— Но раз это мне нравится или приятно, — сказала я, — значит, это я больше для себя делаю. Ведь мороженое есть и в кино ходить — мне тоже нравится.
Папа почему-то крякнул и потер лоб, а полковник засмеялся.
— Уела, — сказал он и подмигнул папе.
— А скажите, — продолжала я, обращаясь к полковнику, — если я буду думать: вот этому человеку стоит делать добро, а этому не стоит, так разве я по-настоящему добрая? Если я с собой торгуюсь?
Тут крякнул полковник, а папа засмеялся. И тогда вмешалась бабушка — она, оказывается, давно стояла в дверях и слушала.
— Великий французский мыслитель Жан Жак Руссо, — сказала она, — говорит, что человек от природы добр.
— При чем тут Руссо? — досадливо отмахнулся папа. — В вопросах воспитания Руссо вообще был идеалистом…
— Руссо, Дидро, Вольтер и… другие были энциклопедистами, — гордо сказала бабушка.
— Да это я знаю, — рассердился папа, — но что же, вы хотите, чтобы Маша…
И тут они все — папа, полковник и бабушка — начали спорить, перебивая друг друга. В воздухе носились всякие непонятные слова: «эмоции», «категории», «импульсы», какой-то «абстрактный гуманизм» и еще много-много других слов. На шум в комнату вошла мама и начала всех успокаивать и мирить. А папа сердито ткнул пальцем в мою сторону и сказал:
— И вообще, она больше живет эмоциями, а рассудок у нее на втором плане.
— Ну что ж, — сказала бабушка, — мы, женщины, всегда живем больше эмоциями, зато у нас очень насыщенная жизнь.
Бабушка вышла вслед за мной и в коридорчике сказала мне как-то очень ласково и задумчиво:
— Будь доброй, Машутка, будь доброй — это очень хорошо.

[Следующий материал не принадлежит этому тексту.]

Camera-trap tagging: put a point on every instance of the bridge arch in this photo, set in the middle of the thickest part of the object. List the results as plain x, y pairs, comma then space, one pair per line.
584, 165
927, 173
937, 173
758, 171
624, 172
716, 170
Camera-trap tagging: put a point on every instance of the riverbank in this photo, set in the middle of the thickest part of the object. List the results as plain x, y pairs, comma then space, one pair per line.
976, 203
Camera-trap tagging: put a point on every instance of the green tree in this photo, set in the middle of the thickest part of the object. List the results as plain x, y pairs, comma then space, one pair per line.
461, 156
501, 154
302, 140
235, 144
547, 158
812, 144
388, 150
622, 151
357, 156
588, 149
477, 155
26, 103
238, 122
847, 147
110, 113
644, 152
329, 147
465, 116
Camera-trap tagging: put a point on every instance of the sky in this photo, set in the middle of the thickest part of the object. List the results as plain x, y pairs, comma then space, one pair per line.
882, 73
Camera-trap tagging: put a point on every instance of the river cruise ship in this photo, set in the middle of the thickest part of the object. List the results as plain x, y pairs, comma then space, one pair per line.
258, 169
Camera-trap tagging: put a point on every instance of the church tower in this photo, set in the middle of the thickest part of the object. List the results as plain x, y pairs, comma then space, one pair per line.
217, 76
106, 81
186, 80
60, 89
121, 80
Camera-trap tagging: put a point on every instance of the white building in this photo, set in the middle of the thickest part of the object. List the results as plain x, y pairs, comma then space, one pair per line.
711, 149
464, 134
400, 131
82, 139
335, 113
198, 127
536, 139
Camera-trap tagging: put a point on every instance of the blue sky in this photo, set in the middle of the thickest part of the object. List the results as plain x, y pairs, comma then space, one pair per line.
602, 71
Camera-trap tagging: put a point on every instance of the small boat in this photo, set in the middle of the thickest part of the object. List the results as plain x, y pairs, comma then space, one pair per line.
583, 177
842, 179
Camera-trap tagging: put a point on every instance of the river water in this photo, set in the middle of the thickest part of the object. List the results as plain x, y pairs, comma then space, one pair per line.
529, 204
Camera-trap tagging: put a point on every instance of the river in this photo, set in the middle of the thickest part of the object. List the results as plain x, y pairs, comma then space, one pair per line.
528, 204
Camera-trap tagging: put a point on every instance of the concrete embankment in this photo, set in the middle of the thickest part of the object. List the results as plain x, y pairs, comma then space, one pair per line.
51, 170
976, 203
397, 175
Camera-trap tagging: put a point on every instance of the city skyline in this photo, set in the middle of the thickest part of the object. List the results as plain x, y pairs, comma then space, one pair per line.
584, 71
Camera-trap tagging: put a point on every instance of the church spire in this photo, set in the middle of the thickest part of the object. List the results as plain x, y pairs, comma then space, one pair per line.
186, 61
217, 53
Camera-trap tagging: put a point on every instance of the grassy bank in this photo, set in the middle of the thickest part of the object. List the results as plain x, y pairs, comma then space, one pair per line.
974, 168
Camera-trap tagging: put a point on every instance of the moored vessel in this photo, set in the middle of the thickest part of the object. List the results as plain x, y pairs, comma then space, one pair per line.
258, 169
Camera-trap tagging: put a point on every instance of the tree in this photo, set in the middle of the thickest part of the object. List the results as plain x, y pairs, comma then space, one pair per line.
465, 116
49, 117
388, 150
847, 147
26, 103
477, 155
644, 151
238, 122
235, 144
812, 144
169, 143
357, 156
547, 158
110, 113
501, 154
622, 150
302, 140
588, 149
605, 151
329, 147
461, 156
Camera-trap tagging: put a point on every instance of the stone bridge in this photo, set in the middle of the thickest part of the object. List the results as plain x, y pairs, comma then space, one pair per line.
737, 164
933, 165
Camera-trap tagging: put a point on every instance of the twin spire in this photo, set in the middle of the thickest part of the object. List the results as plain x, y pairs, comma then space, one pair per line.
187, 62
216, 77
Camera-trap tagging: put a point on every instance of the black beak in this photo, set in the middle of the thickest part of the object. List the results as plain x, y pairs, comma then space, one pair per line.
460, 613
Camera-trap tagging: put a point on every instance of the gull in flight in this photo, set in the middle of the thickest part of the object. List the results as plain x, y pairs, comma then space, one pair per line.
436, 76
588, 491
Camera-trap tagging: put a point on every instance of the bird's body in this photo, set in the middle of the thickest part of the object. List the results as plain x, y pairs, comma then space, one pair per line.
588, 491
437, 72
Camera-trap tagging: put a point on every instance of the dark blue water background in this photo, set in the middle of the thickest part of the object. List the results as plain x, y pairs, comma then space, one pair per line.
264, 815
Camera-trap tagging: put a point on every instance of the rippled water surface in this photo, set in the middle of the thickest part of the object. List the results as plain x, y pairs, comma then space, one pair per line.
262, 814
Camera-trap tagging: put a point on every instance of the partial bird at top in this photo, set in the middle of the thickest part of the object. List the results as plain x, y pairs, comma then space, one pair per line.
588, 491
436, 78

— А разве я злая? — спросила я, уткнувшись в бабушкино мягкое и теплое плечо.
— Иногда немножко бываешь, — сказала бабушка и погладила меня по голове.
Я пошла к себе и стала думать, какая я — злая или добрая — и какой надо быть, чтобы жить со спокойной совестью.
Мне все-таки кажется, что полковник был прав в одном. В самом деле, разве можно быть доброй к фашистам и вообще ко всяким подлецам… Да, а что такое «эмоции»? Надо обязательно посмотреть в словаре — может, это что-то очень плохое и обидное. Интересно, есть ли эти самые эмоции у Г. А.? Или у белобрысого Семена? И только я об этом подумала, раздался звонок. Я пошла и открыла дверь. Опять телепатия! За дверью стоял Семен.
— Здравствуй, Маша, — сказал он смущенно.
Он смущается?! Новость.
— Мы уже виделись, — сказала я холодно.
— Да, — сказал он.
— Да, — сказала я.
Он переминался с ноги на ногу на площадке.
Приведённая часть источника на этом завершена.